Detective Dee 2 est aussi un film d’arts martiaux dans la grande tradition du cinéma hongkongais, avec juste ce qu’il faut d’extravagance pour que les cascades soient phénoménales mais plausibles. Les combats sont justes sensationnels. Dee et Yuchi ne sont pas seulement d’excellents enquêteurs, mais sont également sains de corps et d’esprits, dans la plus fidèle tradition de la plupart des arts martiaux. Ils n’ont également recours à la force que dans un cadre défensif. Les lieux de combat sont suffisamment variés pour donner une impression supplémentaire d’action continuelle. Hark nous offre des scènes sublimes, telles que des acrobaties en pleine mer lors d’une attaque du Dragon des Mers, ou encore ce plan incroyable d’un affrontement à même une falaise vertigineuse. A pied, à cheval, suspendu dans le vide… La mise en scène ne recule devant aucun défi. Il n’y a peut-être que dans Kochadiiyaan que l’on avait vu autant d’audace dans l’exubérance, notamment avec la chevauchée de dauphin. Aider en cela par des effets spéciaux, ces bastons n’en sont pas moins chorégraphiées avec le plus grand soin, et réalisées par une vingtaine de cascadeurs que l’on comptera au générique final. A ce propos, le générique est aussi épique que le film, et cela fait longtemps que l’on n’avait pas vu un cinéaste rendre hommage à son équipe de tournage à ce point, même les cuisiniers du plateau sont cités nommément.

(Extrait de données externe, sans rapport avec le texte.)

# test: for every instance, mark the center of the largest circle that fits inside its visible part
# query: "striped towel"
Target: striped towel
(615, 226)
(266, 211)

Enfin, Detective Dee 2 n’est pas en perte quand il s’agit de laisser planer son imagination sur les mythes et les légendes chinoises. Le fantastique a une place prépondérante dans le long-métrage. Tout autant, le monstre kidnappeur aura le droit à une explication rationnelle, tout autant son pendant divin et marin restera une énigme. Hormis ces deux créatures spécifiquement magiques, le fantastique point à chaque séquence : dans le laboratoire d ‘un savant fou aussi bien que sur une île déserte où de folles expériences sont menées. Au cœur même des affrontements, l’usage du feu comme arme donne aux belligérants des allures de vieux mages. Il y a prétexte pour rire un peu, à travers les facéties du savant fou, pas si fou que cela, et certainement un brin amusé de pouvoir se jouer de la noblesse d’empire. L’humour omniprésent nous poursuit jusqu’au générique, moment où l’arroseur est arrosé.
Nous ne pouvons que conseiller de courir dans les salles obscures pour passer un moment de rire et de magie, rythmé par les meilleures chorégraphies martiales, avec la crème du cinéma chinois.